German debt has handed investors a 0.1 percent return this year, after gaining 9.7 percent in 2011, according to indexes compiled by Bloomberg and the European Federation of Financial Analysts Societies. Italian bonds have lost 0.1 percent, and Spanish debt fell 0.9 percent.
French two-year note yields dropped to the lowest since May 2010 after David Riley, head of the sovereign-debt unit at Fitch Ratings, said the nation is “not a crisis country.”
Consumer prices in France rose 2.7 percent in December from a year earlier, based on European Union methodology, matching the rate in November. Economists in a Bloomberg survey had forecast a 2.5 percent increase.
The French two-year yield dropped 12 basis points to 0.67 percent, after dropping to 0.614 percent. The 10-year yield fell 12 basis points to 3.04 percent.
Greek two-year notes declined after the Institute of International Finance said time to reach an agreement on the nation’s debt swap is “running short.”
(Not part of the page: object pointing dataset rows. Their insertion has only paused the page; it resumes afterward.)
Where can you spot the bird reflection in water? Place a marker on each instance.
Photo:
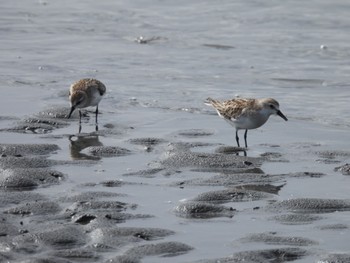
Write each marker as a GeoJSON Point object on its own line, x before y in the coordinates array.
{"type": "Point", "coordinates": [80, 142]}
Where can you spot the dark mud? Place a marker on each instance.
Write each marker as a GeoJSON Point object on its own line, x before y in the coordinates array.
{"type": "Point", "coordinates": [89, 223]}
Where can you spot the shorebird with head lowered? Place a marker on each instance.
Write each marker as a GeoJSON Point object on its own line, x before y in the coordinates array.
{"type": "Point", "coordinates": [246, 114]}
{"type": "Point", "coordinates": [86, 93]}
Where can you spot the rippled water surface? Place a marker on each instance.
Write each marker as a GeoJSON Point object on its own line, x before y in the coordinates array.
{"type": "Point", "coordinates": [294, 51]}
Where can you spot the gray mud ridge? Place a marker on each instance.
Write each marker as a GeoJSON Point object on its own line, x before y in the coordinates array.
{"type": "Point", "coordinates": [195, 133]}
{"type": "Point", "coordinates": [330, 157]}
{"type": "Point", "coordinates": [335, 258]}
{"type": "Point", "coordinates": [296, 219]}
{"type": "Point", "coordinates": [180, 156]}
{"type": "Point", "coordinates": [231, 195]}
{"type": "Point", "coordinates": [111, 239]}
{"type": "Point", "coordinates": [203, 210]}
{"type": "Point", "coordinates": [27, 149]}
{"type": "Point", "coordinates": [106, 151]}
{"type": "Point", "coordinates": [344, 169]}
{"type": "Point", "coordinates": [274, 239]}
{"type": "Point", "coordinates": [28, 178]}
{"type": "Point", "coordinates": [279, 255]}
{"type": "Point", "coordinates": [310, 205]}
{"type": "Point", "coordinates": [163, 249]}
{"type": "Point", "coordinates": [231, 179]}
{"type": "Point", "coordinates": [43, 122]}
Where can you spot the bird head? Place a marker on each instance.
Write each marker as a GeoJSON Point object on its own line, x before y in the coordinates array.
{"type": "Point", "coordinates": [272, 107]}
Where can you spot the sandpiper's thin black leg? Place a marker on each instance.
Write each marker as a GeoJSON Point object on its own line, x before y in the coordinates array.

Charles Dallara and Jean Lemierre, co-chairs of the steering committee of the private creditor-investor committee for Greece, met today in Athens with Prime Minister Lucas Papademos and Finance Minister Evangelos Venizelos to discuss the voluntary private-sector involvement, the IIF said in an e- mailed statement.
The Greek two-year yield climbed 3.26 percentage points to 170.15 percent, with the price at 22 percent of face value.